The Kashmir Valley, wrapped in white snow, was meant to be calm — Dal Lake shimmering under the pale sun, children playing with snowballs, saffron fields sleeping under frost.
But that year, another sound filled the air — loudspeakers blaring from mosques, slogans echoing through the night:
"Kashmir mein agar rehna hai, Allahu Akbar kehna hai"
If you want to stay in Kashmir, you must say Allahu Akbar.
Then came the most chilling part — names of Kashmiri Pandits being read out. A list, a warning, and a death sentence rolled into one.
The Exodus of a Community
The attacks began quietly — one man killed, another threatened, a family’s house marked.
Soon, the killings became open and brutal.
Tika Lal Taploo, a Pandit leader, was shot outside his home.
Lassa Kaul, Director of Doordarshan Srinagar, was gunned down.
Doctors, teachers, judges — all targeted.
The message was clear: Pandits had no future in the Valley.
By the end of that winter, more than 3.5 lakh Pandits fled overnight — leaving behind homes, orchards, temples, and centuries-old bonds with the land.
A Young Woman With Dreams
Among those who stayed was Sarla Bhatt — a young lab technician at Sher-i-Kashmir Institute of Medical Sciences.
She wasn’t involved in politics. She believed her work in the hospital would keep her safe.
She was wrong.
The Night of Her Disappearance
In April 1990, armed men entered the hospital premises.
They weren’t there for medicine.

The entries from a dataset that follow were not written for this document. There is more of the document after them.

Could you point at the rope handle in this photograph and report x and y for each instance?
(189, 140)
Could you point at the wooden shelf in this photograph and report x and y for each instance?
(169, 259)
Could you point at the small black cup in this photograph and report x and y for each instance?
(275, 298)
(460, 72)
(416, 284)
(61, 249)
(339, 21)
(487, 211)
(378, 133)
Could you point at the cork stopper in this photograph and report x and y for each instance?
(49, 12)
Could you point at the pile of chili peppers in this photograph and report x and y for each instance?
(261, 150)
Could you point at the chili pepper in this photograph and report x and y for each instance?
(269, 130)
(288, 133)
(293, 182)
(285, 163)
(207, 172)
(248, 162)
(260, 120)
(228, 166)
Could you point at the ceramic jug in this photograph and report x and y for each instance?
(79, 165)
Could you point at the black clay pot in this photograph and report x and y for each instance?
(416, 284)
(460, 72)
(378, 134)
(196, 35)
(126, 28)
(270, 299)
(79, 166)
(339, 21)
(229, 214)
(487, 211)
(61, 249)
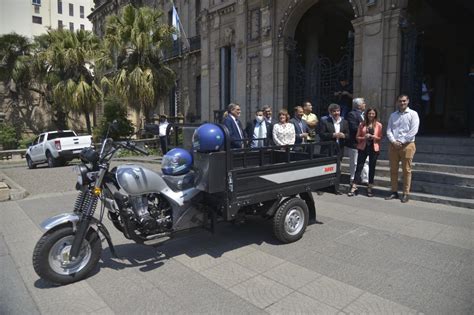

They came for her.
Sarla was abducted silently from her hostel room.
A Brutal End
Days later, her body was found.
She had been tortured — in ways so horrific that people still lower their voices when they speak of it.
Her killing was a message to every Pandit still in Kashmir: Leave now, or face the same fate.
The Silence That Followed
There was no outrage, no serious investigation.
Files disappeared, witnesses vanished, and leaders looked away.
Sarla’s name lived only in whispers among displaced Pandits.
A Mirror of a Larger Tragedy
Her murder reflected a wider pattern:
Pandit homes marked, looted, burned.
Families executed in cold blood.
Temples desecrated.
Women threatened and, in some cases, brutalised.
It was not random violence — it was systematic.
35 Years Later — A File Reopens
After 35 years, the State Investigation Agency has reopened Sarla’s case.
Old records are being pulled out.
Suspects — now old men — are being questioned.
The Valley’s ghosts are being forced to speak.
But Can Justice Survive Time?
Thirty-five years is a long time.
Memories fade, evidence rots, witnesses pass away.
Can justice still be done?
For the Pandit community, this isn’t just about one case — it’s about being heard after decades of silence.
A Name That Refuses to Fade
Sarla Bhatt’s voice was silenced in 1990, but her story is being told again — in homes, in exile camps, in courtrooms.
Her death represents a time when an entire community was uprooted overnight, when neighbours turned into silent bystanders, and when home became the most dangerous place of all.
Her name is a reminder:
The dead do not rest when the truth is buried.
Even after decades, the demand for justice can be louder than the silence that followed the crime.